Real-world comparison of faricimab and aflibercept as second-line therapies for neovascular age-related macular degeneration
摘要
To compare real-world effectiveness of faricimab versus aflibercept as second-line therapies for neovascular age-related macular degeneration (nAMD).
MethodsThis multicenter retrospective cohort study included patients with nAMD who switched to faricimab or aflibercept as second-line anti-VEGF therapy and were followed ≥ 12 months. Outcomes included best-corrected visual acuity (BCVA, logMAR), central macular thickness (CMT, µm), injection intervals, and switching rates. Multivariable linear regression identified predictors of visual and anatomical change.

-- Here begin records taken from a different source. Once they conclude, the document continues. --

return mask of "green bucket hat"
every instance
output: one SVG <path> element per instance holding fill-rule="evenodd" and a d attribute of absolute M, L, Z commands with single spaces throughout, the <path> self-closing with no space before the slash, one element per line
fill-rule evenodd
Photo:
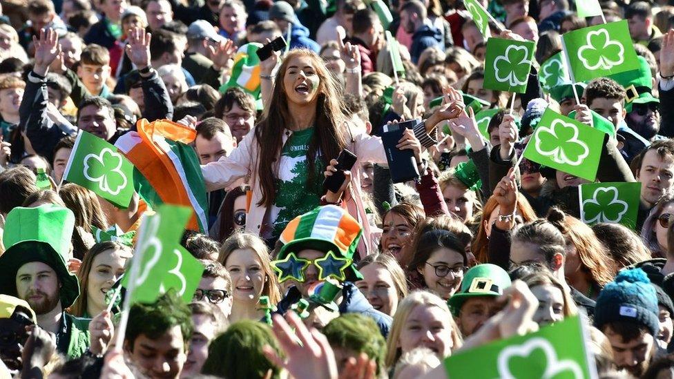
<path fill-rule="evenodd" d="M 587 84 L 585 83 L 576 83 L 576 92 L 578 93 L 578 97 L 583 97 L 583 93 Z M 573 96 L 573 86 L 570 83 L 555 86 L 550 90 L 550 97 L 555 101 L 561 103 L 567 99 L 571 99 Z"/>
<path fill-rule="evenodd" d="M 506 270 L 490 263 L 478 264 L 466 271 L 461 289 L 447 304 L 454 315 L 458 316 L 465 300 L 477 296 L 500 296 L 511 284 Z"/>
<path fill-rule="evenodd" d="M 609 75 L 610 79 L 622 86 L 627 95 L 625 97 L 625 110 L 632 112 L 633 104 L 659 104 L 660 101 L 653 95 L 653 75 L 646 58 L 637 57 L 639 68 L 619 74 Z"/>
<path fill-rule="evenodd" d="M 279 237 L 283 246 L 278 252 L 278 260 L 273 263 L 291 258 L 289 254 L 312 249 L 327 253 L 326 258 L 340 260 L 331 259 L 331 263 L 326 262 L 326 268 L 334 268 L 339 262 L 348 262 L 347 266 L 340 270 L 345 276 L 340 278 L 341 280 L 360 280 L 363 275 L 352 263 L 362 234 L 360 224 L 345 209 L 334 205 L 318 206 L 288 223 Z"/>
<path fill-rule="evenodd" d="M 61 282 L 61 306 L 68 308 L 79 295 L 79 282 L 68 271 L 66 262 L 70 250 L 75 215 L 55 204 L 36 208 L 17 207 L 8 215 L 0 255 L 0 293 L 17 296 L 16 276 L 21 266 L 41 262 L 51 267 Z"/>

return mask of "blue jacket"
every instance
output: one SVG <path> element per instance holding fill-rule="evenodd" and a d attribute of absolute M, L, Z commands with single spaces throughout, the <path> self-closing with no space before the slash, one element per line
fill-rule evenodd
<path fill-rule="evenodd" d="M 423 24 L 412 36 L 412 48 L 410 49 L 410 56 L 413 64 L 416 64 L 419 60 L 421 52 L 431 46 L 436 46 L 441 51 L 444 51 L 442 43 L 442 32 L 433 26 Z"/>
<path fill-rule="evenodd" d="M 309 37 L 309 29 L 298 22 L 293 23 L 290 30 L 290 48 L 306 48 L 314 50 L 316 54 L 320 51 L 318 43 Z"/>
<path fill-rule="evenodd" d="M 365 296 L 351 282 L 345 282 L 343 285 L 344 288 L 342 289 L 342 302 L 339 304 L 340 314 L 360 313 L 370 317 L 377 323 L 382 336 L 385 338 L 388 336 L 393 318 L 370 305 Z M 300 301 L 301 298 L 300 291 L 296 287 L 291 287 L 285 297 L 276 304 L 276 311 L 274 313 L 285 314 L 291 305 Z"/>

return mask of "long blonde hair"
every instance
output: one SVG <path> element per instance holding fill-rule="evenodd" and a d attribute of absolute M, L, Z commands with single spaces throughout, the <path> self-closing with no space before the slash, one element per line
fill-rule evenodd
<path fill-rule="evenodd" d="M 461 336 L 459 333 L 459 327 L 452 317 L 447 302 L 441 299 L 437 295 L 434 295 L 427 291 L 415 291 L 407 295 L 398 305 L 398 310 L 393 318 L 393 323 L 391 324 L 391 331 L 389 332 L 388 338 L 386 340 L 386 358 L 384 365 L 387 367 L 392 367 L 402 354 L 402 351 L 398 347 L 398 342 L 400 340 L 401 333 L 403 328 L 407 322 L 407 318 L 412 310 L 418 305 L 425 307 L 437 307 L 443 311 L 447 315 L 450 326 L 452 327 L 452 350 L 456 350 L 461 347 L 463 342 Z"/>
<path fill-rule="evenodd" d="M 235 250 L 249 249 L 255 252 L 260 260 L 260 266 L 264 273 L 264 286 L 262 287 L 262 296 L 269 296 L 271 304 L 275 304 L 281 300 L 281 293 L 278 289 L 276 275 L 271 271 L 269 259 L 269 249 L 259 237 L 254 234 L 235 232 L 222 242 L 220 246 L 218 262 L 226 266 L 227 258 Z"/>

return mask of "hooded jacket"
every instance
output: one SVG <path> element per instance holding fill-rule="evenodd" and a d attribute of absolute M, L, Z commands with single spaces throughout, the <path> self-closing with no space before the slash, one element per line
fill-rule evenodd
<path fill-rule="evenodd" d="M 290 48 L 306 48 L 313 50 L 316 54 L 320 51 L 318 43 L 309 37 L 309 29 L 298 23 L 293 23 L 290 30 Z"/>
<path fill-rule="evenodd" d="M 442 44 L 442 32 L 433 26 L 423 24 L 412 36 L 412 48 L 410 49 L 410 56 L 412 61 L 416 64 L 419 61 L 421 52 L 426 48 L 436 46 L 441 50 L 443 50 Z"/>
<path fill-rule="evenodd" d="M 372 307 L 365 295 L 351 282 L 343 283 L 342 302 L 339 304 L 339 313 L 360 313 L 372 318 L 377 326 L 381 335 L 386 337 L 391 329 L 393 318 L 391 316 L 377 311 Z M 274 313 L 281 315 L 285 314 L 290 306 L 298 302 L 302 298 L 302 294 L 297 287 L 291 287 L 286 295 L 276 304 L 276 311 Z"/>

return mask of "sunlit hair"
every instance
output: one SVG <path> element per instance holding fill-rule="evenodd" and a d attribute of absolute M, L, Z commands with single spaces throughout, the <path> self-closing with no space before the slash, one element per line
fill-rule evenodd
<path fill-rule="evenodd" d="M 482 207 L 482 215 L 480 217 L 480 224 L 477 229 L 477 235 L 475 240 L 470 246 L 470 250 L 475 255 L 475 259 L 480 263 L 488 263 L 488 252 L 489 251 L 489 237 L 487 236 L 487 230 L 485 229 L 485 223 L 489 222 L 489 218 L 492 217 L 492 213 L 496 209 L 499 202 L 493 195 L 490 197 L 487 202 Z M 517 198 L 517 213 L 518 215 L 521 215 L 524 222 L 529 222 L 537 218 L 536 213 L 529 205 L 529 202 L 523 196 Z"/>
<path fill-rule="evenodd" d="M 347 120 L 342 112 L 343 106 L 340 88 L 325 67 L 325 63 L 316 53 L 307 49 L 291 50 L 283 59 L 276 73 L 269 106 L 265 106 L 262 119 L 255 128 L 255 137 L 260 150 L 258 156 L 256 157 L 256 164 L 262 192 L 258 205 L 271 206 L 276 198 L 274 171 L 278 169 L 280 161 L 277 158 L 283 144 L 283 132 L 292 120 L 283 79 L 290 61 L 298 57 L 309 57 L 318 77 L 314 136 L 307 153 L 308 186 L 321 179 L 316 177 L 315 173 L 316 158 L 318 152 L 320 152 L 318 155 L 320 159 L 327 166 L 330 159 L 336 158 L 346 146 L 346 134 L 348 131 L 345 128 Z"/>
<path fill-rule="evenodd" d="M 548 217 L 548 220 L 550 219 Z M 613 280 L 617 273 L 615 264 L 592 228 L 568 215 L 565 215 L 558 222 L 552 221 L 552 223 L 564 235 L 567 245 L 575 246 L 581 271 L 587 275 L 591 285 L 600 289 Z"/>
<path fill-rule="evenodd" d="M 578 313 L 578 308 L 571 298 L 571 293 L 549 271 L 543 269 L 528 275 L 522 278 L 522 281 L 526 283 L 530 289 L 536 286 L 552 286 L 559 289 L 561 291 L 562 298 L 564 299 L 564 318 L 574 315 Z"/>
<path fill-rule="evenodd" d="M 375 253 L 360 260 L 356 265 L 356 268 L 360 270 L 370 264 L 381 266 L 391 274 L 399 300 L 402 300 L 407 295 L 407 281 L 405 278 L 405 271 L 403 271 L 403 268 L 396 260 L 395 257 L 387 253 Z"/>
<path fill-rule="evenodd" d="M 91 271 L 94 259 L 102 253 L 108 250 L 119 250 L 128 253 L 129 255 L 131 255 L 131 248 L 119 242 L 106 241 L 105 242 L 99 242 L 95 244 L 89 250 L 89 252 L 84 255 L 82 264 L 79 266 L 79 269 L 77 270 L 77 279 L 79 280 L 80 289 L 79 296 L 75 301 L 75 303 L 70 306 L 68 313 L 71 315 L 77 317 L 84 317 L 88 304 L 86 293 L 87 289 L 89 287 L 89 272 Z M 94 317 L 96 315 L 87 315 L 88 317 Z"/>
<path fill-rule="evenodd" d="M 259 237 L 254 234 L 235 232 L 222 242 L 220 246 L 218 262 L 222 266 L 227 266 L 227 258 L 235 250 L 249 249 L 252 250 L 260 261 L 260 266 L 264 273 L 264 286 L 262 287 L 262 296 L 269 296 L 271 304 L 275 304 L 281 300 L 281 293 L 278 289 L 276 275 L 271 270 L 271 263 L 269 260 L 269 250 L 267 244 Z"/>
<path fill-rule="evenodd" d="M 398 305 L 398 310 L 393 318 L 393 322 L 391 324 L 391 331 L 389 332 L 388 338 L 386 340 L 386 358 L 384 360 L 384 365 L 386 367 L 392 367 L 398 359 L 400 358 L 402 351 L 398 347 L 400 336 L 402 333 L 405 324 L 407 322 L 407 318 L 410 313 L 417 306 L 436 307 L 445 313 L 449 327 L 452 328 L 452 350 L 454 351 L 461 348 L 463 344 L 461 336 L 459 332 L 456 323 L 452 317 L 452 313 L 447 306 L 447 302 L 441 299 L 437 295 L 434 295 L 426 291 L 415 291 L 407 295 Z M 444 357 L 439 357 L 441 358 Z"/>
<path fill-rule="evenodd" d="M 666 206 L 674 203 L 674 195 L 671 194 L 665 195 L 655 203 L 655 206 L 648 213 L 648 217 L 644 222 L 644 226 L 642 227 L 642 240 L 644 244 L 651 249 L 651 253 L 654 257 L 666 257 L 667 252 L 663 251 L 659 244 L 657 243 L 657 237 L 655 236 L 655 227 L 657 224 L 657 217 L 660 217 L 662 211 Z"/>

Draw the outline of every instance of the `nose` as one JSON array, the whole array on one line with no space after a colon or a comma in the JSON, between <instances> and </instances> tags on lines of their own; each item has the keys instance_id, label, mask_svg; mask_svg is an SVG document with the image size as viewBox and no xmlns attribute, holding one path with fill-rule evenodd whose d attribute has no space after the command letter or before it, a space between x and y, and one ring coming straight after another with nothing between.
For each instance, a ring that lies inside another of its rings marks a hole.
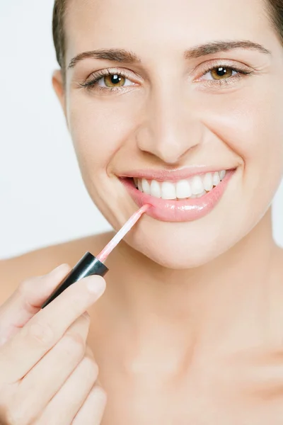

ResultsA total of 170 eyes (84 faricimab, 86 aflibercept) were analyzed. Faricimab-treated eyes had worse baseline BCVA (0.60 ± 0.49 vs. 0.47 ± 0.37 logMAR; p = 0.048) and numerically lower baseline CMT (332.7 ± 107.9 vs. 367.5 ± 103.5 μm; p = 0.057). At final follow-up, faricimab achieved a significant BCVA gain (− 0.16 ± 0.42 logMAR; p < 0.001), while aflibercept maintained stable vision (p = 0.923). Both agents significantly reduced CMT (p < 0.001), with a greater mean reduction observed in the aflibercept group (− 96.7 ± 127.5 vs. − 56.8 ± 132.0 μm; p = 0.046). Final BCVA and CMT did not differ significantly between groups. Final injection intervals were similar between groups (7.5 ± 2.9 vs. 7.6 ± 3.1 weeks; p = 0.906), and switching to third-line therapy occurred less frequently in the faricimab group (4.8% vs. 12.8%; p = 0.065). Baseline BCVA predicted visual gain (B = − 0.199; p = 0.010) and baseline CMT predicted anatomical improvement (B = − 0.517; p < 0.001).
ConclusionIn this real-world multicenter cohort, both faricimab and aflibercept were associated with visual and anatomical improvement after switching to second-line therapy for nAMD. No statistically significant difference in final BCVA, final CMT or injection interval was observed between treatment groups. Baseline disease severity predicted treatment response. Given the retrospective design and residual confounding, these findings should be interpreted as associative rather than causal.